Casting for Wild Bunch was spot on. Sam used the crème de la crème of the character actors available at that time:

William Holden (as Pike Bishop), Robert Ryan (as Deke Thornton),  Ernest Borgnine (as Dutch Engstrom), Ben Johnson and Warren Oates (as the Gorch brothers), Edmond O’Brien ( as Freddie Sykes) and Strother Martin and L.Q. Jones as two of the rag-tag group of bounty hunters.

The film opens with the Bunch robbing a bank. Unbeknownst to them, a special posse of bounty hunters put together by Railroad man Mr Harrigan (Albert Dekker) are waiting; scattered through the town in hiding spots. This is all happening against the backdrop of a Temperance Revival Meeting and Parade.

When the Wild Bunch leave the bank, timed to coincide with the parade passing in front it, (they’ve spotted the posse), the bounty hunters open fire. The resulting gun battle  ends with scores of towns people killed and injured and very few of the intended targets hit.

*Just a quick word about character actor Albert Dekker. Dekker had a long and  diverse career as an actor. The Wild Bunch was his last film.
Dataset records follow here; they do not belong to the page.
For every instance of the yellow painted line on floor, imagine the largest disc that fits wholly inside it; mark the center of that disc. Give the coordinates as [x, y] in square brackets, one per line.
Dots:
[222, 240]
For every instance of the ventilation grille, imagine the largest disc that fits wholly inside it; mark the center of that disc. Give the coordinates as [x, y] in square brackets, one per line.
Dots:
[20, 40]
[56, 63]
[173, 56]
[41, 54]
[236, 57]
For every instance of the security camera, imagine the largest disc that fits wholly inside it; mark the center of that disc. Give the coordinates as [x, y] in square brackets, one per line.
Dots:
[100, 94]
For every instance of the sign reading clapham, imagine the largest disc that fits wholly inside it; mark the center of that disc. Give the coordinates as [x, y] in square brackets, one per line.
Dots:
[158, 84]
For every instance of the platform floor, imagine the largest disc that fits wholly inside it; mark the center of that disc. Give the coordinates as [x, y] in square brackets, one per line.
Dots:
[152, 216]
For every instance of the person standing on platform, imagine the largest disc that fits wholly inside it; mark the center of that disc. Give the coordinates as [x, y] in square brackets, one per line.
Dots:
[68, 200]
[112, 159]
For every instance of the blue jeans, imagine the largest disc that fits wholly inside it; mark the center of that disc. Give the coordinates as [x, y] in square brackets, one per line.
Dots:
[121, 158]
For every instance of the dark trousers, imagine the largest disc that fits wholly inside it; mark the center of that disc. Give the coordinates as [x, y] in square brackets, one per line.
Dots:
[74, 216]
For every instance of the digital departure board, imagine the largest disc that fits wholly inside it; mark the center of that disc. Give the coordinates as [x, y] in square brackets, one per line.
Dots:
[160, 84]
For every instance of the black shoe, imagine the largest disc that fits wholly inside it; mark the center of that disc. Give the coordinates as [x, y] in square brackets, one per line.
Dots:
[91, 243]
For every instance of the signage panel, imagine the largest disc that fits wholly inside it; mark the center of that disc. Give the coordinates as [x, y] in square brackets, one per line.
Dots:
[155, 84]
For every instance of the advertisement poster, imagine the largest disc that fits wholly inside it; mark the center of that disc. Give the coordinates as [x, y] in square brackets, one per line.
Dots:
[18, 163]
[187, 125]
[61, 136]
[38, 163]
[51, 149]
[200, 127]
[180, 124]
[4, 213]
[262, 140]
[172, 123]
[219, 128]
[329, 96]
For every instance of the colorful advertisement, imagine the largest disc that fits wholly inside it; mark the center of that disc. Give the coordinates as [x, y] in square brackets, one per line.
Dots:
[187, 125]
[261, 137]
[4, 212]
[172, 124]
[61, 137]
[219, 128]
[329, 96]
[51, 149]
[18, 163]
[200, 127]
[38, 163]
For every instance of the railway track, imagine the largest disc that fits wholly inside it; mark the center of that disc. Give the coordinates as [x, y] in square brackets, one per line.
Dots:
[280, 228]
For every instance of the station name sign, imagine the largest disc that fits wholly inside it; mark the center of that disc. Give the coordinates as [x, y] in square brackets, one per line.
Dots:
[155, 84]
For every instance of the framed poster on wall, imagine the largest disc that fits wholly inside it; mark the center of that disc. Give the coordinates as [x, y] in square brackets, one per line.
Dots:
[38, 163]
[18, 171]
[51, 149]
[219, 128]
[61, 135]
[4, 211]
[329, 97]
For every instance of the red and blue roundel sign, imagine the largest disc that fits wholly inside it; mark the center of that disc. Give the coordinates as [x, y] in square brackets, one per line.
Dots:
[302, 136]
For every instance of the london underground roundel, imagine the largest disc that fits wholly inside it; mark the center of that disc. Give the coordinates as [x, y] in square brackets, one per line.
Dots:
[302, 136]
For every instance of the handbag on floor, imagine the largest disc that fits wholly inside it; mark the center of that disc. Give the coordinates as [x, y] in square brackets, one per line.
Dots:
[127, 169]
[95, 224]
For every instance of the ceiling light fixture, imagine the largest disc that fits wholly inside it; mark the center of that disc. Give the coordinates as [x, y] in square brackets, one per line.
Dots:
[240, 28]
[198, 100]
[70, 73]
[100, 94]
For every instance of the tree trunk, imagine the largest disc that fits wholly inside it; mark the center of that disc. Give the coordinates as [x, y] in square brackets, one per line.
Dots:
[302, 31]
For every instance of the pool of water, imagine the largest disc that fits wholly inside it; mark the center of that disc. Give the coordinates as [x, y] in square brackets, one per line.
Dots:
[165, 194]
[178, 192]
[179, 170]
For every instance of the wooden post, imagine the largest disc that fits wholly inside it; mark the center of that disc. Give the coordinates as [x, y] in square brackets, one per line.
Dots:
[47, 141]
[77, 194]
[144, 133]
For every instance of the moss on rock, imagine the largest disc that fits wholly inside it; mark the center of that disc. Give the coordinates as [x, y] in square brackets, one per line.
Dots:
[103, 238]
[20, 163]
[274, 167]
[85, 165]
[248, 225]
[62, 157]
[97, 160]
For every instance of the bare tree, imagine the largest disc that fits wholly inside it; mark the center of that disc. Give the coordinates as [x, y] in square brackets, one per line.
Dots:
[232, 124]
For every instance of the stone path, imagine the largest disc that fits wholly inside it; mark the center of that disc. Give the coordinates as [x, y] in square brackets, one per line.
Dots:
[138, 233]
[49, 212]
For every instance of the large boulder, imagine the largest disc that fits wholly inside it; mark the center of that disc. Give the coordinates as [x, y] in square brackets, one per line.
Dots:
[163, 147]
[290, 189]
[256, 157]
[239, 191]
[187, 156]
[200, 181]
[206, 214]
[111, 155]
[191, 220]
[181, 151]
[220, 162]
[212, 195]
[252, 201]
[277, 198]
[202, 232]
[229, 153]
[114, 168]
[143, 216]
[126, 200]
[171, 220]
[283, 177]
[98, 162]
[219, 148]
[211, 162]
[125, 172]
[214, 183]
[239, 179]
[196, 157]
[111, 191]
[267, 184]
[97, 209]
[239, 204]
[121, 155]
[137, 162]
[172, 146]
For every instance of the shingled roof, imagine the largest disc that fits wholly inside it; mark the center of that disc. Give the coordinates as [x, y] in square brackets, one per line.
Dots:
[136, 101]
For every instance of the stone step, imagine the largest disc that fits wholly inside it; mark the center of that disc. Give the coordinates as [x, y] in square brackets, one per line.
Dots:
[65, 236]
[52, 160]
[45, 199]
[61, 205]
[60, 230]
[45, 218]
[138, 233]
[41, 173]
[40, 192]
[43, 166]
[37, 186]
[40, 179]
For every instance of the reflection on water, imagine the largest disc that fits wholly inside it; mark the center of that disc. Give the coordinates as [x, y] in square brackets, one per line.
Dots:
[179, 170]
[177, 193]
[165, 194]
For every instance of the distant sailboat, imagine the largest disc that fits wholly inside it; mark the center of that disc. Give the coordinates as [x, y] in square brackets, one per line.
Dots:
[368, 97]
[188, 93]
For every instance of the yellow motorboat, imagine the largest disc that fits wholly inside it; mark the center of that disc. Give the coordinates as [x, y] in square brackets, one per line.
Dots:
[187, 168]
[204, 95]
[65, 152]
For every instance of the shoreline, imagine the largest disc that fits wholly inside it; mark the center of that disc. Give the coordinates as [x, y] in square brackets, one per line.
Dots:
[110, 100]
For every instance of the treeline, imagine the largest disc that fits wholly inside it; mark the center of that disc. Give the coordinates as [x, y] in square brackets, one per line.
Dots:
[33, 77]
While the film was being edited, Dekker was found in his locked apartment in his locked bathroom, dead. It was very suspicious and unfortunate (Dekker was engaged to be married). The details of his death has been recounted in Hollywood Babylon II Kenneth Angers gritty book about the ‘dark’ side of Hollywood.

Back to the fiim. The outlaws notice that the person apparently leading the posse is old gang member Deke Thornton. Thornton had been caught and put in prison, This was his chance to ‘go straight’ by helping to catch the rest of the gang.

The rest of the film follows the outlaws and their flight from the posse. We get a bit of back story on Pike and Thornton. More importantly we learn that this group of outlaws have a code. We also learn that the posse does not. Peckinpah shows repeatedly that in the class system of the old west, the posse are the ‘dirtbags’ of that era.

The posse seem to be made up of  ‘hillbillies’ who scratch and claw for the spoils of their freshly killed targets. The outlaws on the other hand, seem almost dignified, even the Gorch’s.

The Wild Bunch gained notoriety when it first opened for the amount of blood spilled in each gun battle. Actually blood spurted would be a better description. The bloodshed combined with the slow motion almost balletic death scenes led to many critics panning the film outright.

But Peckinpah’s genius won out. It was well received by the audience and has been a cult favourite for years. One of the films most iconic scenes, the long walk, Peckinpah made up on the spot. It was not in the script and Sam turned to his AD and said, “I want them to do a walking thing.” [sic]

I would recommend to anyone that The Wild Bunch be seen at least once. Preferably the director’s cut. Once you have seen this breathtakingly original film you will wonder why on earth would anyone try to re-make perfection.